Been with DH for 13 years, married for 5. 3 failed attempts at IVF and 4th was succesful leading to birth of DD in March 09 (she's now 15 months). DH has been cool and distant in past month. Going out a lot more after work. Not seeming to want to spend any time with me and DD. Got to a stage when communication almost broke down without us realising. When confronted he says that he isn't enjoying family life as much as he thought he would and that I'm not affectionate enough either in the bedroom or out of it. He feels that DD gets all my love and emotions.He says he doesnt want to be in one of those marriages where the husband and wife just end up as friends and that he'd prefer to find love elsewhere!

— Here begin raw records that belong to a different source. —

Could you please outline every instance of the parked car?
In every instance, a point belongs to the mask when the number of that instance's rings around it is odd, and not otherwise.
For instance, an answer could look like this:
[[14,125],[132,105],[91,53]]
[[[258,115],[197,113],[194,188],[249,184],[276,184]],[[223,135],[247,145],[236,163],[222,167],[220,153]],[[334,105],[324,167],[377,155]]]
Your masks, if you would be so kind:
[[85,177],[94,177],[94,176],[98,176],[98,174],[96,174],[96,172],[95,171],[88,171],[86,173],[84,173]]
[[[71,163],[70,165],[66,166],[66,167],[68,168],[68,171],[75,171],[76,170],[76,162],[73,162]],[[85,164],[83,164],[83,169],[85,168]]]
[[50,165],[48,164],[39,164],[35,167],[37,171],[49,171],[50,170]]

I'm pretty upset and confused about all this and also starting to get quite angry about it. I admit that I never initiate sex but we do have it fairly regularly. Since this all came up I have been trying to make an effort to be more affectionate. Quite frankly I feel that he's prepared to throw it all in at the first hurdle when I never once thought I would go off and find someone else to have kids with when we are in the darkest period of the IVF process.
The icing on the cake is that I've just discovered that I am pregnant which has happened naturally! This should be the most amazing thing ever but I'm so confused and upsate about our relationship that I can't get excited. Things between us probably took a turn for the worse when I told him about being pregnant. He now probably feels trapped. He hasn't asked me once how I'm feeling.
Any advice from anyone who's been through something similar in their relationship would be much appreciated.